La rage que suscitaient ces propos sortant de bouche d’un juif était telle, que mon corps était comme paralysé, mais sentant  l’auditoire des quelques 3 ou 4 personnes captivées par une telle compétence théorique, il poursuivait son ignominie.

« …en fin de compte, cela a eu un sens car cela à permit à Israël de naître… »

Dans le film, les propos de Le Pen : « Les chambres à gaz sont un détail de l’histoire… »

Et ceux de Bousquet : « …mais ceux qui sont revenu, pourquoi n’ont-ils rien raconté ? »

Sans doute avaient-ils la douleur et la haine dans la gorge et que les mots ne pouvaient sortir.

Ce type d’argumentation est courante chez certains religieux, souvent séfarades mais parfois aussi tenus par des ashkénazes, qui tentent de justifier la Shoah, de lui donner une raison… M’aventurant parfois dans certains restaurants casher parisiens, il m’arrive d’être questionné voir entrepris sur le fait que je ne pratique pas.
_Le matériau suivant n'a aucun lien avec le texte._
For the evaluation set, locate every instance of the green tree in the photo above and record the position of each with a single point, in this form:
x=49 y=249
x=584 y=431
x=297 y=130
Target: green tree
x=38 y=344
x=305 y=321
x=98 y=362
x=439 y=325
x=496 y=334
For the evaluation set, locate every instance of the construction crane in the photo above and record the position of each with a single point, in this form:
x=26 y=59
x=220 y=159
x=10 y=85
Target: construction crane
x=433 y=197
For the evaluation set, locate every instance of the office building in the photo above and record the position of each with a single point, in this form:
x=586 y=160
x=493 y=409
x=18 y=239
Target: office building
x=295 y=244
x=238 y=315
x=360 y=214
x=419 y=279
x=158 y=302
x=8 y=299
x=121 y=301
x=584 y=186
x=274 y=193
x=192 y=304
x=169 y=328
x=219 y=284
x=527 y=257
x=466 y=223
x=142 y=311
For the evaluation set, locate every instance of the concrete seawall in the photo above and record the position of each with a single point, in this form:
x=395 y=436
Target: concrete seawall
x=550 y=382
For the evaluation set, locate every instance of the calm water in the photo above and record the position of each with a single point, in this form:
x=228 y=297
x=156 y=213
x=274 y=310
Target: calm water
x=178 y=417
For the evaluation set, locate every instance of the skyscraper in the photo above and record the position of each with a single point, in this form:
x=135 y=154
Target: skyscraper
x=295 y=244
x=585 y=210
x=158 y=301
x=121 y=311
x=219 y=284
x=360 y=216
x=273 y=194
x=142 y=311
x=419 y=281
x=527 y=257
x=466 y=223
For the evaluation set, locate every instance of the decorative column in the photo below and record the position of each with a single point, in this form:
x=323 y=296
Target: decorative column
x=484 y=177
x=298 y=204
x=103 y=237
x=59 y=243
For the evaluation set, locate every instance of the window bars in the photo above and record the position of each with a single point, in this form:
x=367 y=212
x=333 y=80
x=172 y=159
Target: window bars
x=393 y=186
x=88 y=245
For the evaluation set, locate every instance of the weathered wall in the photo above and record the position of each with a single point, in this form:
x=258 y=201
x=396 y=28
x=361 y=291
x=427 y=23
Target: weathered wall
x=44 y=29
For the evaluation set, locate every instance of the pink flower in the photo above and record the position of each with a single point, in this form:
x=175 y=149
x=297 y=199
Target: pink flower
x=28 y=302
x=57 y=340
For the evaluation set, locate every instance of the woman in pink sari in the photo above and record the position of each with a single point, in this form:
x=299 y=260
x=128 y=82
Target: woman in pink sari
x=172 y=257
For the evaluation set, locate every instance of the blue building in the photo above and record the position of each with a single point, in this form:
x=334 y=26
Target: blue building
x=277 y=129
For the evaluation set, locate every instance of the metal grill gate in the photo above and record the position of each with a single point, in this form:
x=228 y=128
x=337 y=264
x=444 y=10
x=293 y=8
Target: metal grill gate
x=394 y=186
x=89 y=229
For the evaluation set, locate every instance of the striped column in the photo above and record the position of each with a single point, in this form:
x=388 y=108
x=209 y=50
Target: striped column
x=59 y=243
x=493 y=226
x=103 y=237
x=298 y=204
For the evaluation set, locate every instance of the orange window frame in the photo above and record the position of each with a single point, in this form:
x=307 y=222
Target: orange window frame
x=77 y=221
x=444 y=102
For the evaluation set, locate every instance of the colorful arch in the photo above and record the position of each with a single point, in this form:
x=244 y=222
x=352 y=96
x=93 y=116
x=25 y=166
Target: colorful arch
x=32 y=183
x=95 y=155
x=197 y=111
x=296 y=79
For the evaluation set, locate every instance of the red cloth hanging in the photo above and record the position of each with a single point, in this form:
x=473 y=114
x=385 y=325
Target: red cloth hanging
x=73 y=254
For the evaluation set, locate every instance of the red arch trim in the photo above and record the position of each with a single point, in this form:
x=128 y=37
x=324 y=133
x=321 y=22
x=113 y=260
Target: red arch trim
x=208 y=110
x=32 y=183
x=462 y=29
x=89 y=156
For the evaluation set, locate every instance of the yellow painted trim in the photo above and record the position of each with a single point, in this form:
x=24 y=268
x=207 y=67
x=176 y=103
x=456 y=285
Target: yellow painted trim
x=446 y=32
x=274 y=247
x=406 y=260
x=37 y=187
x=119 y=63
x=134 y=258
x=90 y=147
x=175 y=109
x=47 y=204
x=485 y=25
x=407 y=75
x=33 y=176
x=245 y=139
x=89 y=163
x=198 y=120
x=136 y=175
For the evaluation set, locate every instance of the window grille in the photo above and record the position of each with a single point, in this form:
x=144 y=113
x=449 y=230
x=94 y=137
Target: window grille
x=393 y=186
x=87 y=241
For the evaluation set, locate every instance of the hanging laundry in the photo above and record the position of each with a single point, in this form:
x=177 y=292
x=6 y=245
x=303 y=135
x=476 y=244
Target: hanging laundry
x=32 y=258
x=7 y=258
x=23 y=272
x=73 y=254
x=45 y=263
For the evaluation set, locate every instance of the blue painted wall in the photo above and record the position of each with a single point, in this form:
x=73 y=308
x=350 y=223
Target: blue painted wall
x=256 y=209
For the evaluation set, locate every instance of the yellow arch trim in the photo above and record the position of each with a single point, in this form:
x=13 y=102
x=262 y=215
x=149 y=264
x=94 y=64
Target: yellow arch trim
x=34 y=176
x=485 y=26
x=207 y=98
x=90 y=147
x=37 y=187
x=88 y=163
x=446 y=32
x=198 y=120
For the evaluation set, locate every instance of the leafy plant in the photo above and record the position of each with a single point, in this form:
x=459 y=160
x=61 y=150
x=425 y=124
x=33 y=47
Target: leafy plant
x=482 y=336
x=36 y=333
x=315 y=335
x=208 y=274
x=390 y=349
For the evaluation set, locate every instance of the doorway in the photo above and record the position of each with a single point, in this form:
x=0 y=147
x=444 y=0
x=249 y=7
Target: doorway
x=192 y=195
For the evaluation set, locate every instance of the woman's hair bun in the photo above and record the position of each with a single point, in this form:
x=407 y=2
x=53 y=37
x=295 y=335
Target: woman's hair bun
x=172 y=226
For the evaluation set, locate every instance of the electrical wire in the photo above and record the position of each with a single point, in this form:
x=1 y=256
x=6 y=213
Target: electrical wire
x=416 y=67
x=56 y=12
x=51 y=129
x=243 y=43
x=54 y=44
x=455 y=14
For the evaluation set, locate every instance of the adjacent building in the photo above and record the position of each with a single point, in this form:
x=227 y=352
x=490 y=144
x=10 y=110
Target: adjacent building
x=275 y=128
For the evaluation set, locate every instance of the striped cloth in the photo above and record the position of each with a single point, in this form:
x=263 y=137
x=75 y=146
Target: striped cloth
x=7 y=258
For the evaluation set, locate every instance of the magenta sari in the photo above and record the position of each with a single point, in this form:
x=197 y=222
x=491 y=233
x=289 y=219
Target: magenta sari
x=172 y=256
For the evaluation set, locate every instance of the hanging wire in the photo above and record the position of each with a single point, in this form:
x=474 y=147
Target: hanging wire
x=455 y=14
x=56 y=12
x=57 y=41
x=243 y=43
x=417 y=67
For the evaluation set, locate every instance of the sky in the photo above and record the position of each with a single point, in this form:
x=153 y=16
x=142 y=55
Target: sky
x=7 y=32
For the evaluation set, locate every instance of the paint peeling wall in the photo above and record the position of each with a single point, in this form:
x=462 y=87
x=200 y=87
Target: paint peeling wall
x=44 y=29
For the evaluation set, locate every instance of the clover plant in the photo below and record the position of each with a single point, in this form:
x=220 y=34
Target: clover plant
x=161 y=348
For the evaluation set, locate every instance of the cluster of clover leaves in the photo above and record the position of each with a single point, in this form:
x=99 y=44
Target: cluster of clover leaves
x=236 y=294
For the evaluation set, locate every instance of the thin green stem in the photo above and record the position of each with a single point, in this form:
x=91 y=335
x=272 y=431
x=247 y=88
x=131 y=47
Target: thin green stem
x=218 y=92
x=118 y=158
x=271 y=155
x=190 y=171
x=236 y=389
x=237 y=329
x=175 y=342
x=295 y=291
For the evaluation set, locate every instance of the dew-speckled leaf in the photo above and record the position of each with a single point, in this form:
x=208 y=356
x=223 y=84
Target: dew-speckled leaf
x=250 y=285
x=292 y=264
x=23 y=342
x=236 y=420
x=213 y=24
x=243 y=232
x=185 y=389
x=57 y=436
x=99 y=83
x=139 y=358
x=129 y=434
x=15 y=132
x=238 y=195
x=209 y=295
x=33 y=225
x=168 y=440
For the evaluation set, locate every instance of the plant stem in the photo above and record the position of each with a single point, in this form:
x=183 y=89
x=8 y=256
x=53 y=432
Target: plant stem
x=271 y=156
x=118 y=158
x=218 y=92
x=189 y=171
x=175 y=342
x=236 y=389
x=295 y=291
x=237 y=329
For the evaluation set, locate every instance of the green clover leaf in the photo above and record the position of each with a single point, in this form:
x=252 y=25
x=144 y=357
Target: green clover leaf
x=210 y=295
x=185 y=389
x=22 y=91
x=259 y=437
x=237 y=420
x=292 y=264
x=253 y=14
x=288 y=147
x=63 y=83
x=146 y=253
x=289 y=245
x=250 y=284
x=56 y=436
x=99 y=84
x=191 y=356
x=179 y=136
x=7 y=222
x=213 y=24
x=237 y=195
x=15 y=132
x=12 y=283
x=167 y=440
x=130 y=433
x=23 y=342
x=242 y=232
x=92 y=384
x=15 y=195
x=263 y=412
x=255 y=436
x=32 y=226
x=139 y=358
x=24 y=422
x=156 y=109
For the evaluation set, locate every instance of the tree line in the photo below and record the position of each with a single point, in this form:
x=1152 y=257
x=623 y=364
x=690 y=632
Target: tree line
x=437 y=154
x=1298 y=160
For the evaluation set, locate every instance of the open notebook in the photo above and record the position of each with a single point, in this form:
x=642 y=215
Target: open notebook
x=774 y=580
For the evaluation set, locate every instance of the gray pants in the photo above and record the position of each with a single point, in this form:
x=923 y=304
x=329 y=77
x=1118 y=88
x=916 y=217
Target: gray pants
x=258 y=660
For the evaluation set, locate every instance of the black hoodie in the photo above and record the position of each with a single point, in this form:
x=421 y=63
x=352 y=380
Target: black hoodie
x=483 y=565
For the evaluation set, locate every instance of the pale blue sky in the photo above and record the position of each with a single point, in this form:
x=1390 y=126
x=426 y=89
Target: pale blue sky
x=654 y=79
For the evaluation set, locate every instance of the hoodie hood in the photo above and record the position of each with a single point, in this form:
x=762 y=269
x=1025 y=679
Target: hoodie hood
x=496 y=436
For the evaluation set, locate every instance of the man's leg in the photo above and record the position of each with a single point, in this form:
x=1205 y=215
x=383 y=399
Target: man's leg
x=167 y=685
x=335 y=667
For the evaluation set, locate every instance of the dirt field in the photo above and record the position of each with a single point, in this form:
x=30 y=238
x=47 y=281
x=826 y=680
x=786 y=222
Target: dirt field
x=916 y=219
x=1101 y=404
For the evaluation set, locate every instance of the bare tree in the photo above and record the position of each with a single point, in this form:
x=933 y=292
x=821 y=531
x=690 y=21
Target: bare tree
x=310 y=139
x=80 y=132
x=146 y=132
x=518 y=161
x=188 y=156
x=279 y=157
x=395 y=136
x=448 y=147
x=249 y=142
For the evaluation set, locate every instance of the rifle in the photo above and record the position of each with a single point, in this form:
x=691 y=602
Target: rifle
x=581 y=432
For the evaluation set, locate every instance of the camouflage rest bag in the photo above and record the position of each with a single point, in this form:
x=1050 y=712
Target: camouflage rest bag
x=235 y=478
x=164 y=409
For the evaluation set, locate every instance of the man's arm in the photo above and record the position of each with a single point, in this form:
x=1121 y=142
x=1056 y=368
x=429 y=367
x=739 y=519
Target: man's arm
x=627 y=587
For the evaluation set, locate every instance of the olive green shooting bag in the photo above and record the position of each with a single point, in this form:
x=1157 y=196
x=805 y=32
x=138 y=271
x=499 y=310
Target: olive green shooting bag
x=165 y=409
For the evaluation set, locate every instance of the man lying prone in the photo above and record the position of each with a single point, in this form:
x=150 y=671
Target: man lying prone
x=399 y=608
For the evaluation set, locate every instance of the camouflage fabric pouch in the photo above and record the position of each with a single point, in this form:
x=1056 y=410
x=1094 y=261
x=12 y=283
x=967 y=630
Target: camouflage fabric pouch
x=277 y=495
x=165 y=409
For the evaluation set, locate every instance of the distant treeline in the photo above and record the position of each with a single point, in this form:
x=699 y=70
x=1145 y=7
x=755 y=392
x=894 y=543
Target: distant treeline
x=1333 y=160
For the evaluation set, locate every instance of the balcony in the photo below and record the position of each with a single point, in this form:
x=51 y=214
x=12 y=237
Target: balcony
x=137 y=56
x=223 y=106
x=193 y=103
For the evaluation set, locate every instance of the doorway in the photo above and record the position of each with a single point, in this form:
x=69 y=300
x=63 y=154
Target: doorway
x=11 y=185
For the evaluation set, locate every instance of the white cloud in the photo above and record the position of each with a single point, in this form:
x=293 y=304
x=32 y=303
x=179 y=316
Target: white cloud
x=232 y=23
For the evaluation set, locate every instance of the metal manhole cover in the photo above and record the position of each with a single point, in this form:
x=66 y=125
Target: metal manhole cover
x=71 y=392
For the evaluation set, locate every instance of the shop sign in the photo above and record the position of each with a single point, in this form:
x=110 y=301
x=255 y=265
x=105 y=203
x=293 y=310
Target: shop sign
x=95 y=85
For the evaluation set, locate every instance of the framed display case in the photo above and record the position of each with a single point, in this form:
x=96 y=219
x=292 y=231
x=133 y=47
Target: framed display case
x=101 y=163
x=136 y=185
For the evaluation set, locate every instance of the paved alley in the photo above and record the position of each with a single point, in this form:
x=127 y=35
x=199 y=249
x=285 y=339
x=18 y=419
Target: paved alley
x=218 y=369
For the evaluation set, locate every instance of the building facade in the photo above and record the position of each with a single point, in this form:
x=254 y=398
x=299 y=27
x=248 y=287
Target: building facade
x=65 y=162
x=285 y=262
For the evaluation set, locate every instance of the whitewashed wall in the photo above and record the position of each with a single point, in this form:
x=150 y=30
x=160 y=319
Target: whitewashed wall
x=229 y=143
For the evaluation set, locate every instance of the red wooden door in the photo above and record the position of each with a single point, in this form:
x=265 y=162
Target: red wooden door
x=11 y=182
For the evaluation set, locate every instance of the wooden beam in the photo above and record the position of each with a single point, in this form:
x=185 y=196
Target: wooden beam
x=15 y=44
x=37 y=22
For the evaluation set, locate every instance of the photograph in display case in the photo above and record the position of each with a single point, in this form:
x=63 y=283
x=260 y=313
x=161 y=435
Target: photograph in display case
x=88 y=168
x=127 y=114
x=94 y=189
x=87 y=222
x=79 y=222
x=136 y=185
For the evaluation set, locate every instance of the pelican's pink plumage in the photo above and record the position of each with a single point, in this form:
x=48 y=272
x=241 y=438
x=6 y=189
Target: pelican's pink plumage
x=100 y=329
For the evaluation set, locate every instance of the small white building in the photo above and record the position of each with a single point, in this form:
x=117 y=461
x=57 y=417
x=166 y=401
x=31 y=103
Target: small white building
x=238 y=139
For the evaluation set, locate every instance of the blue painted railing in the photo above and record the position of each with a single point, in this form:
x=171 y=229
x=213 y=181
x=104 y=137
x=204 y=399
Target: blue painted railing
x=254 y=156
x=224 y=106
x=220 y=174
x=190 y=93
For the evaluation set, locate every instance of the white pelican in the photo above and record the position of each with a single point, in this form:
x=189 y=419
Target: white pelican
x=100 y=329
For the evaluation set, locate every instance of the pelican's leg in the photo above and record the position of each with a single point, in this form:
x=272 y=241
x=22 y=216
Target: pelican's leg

Dans ces moments, je mesure à quel point cette distance est grande et à quel point, ma culture et cette fameuse capacité d’adaptation me distingue de ces gens qui, au-delà de leur bêtise et de leur inculture crasse, régénèrent un antisémitisme nouveau et dirigé vers les ashkénazes, fait de haine pour celui que ne ressemble pas à moi.

Le travail de "Résilience"  passe par la possibilité de dire. D'exister aussi dans son histoire, et de faire exister les faits par les mots.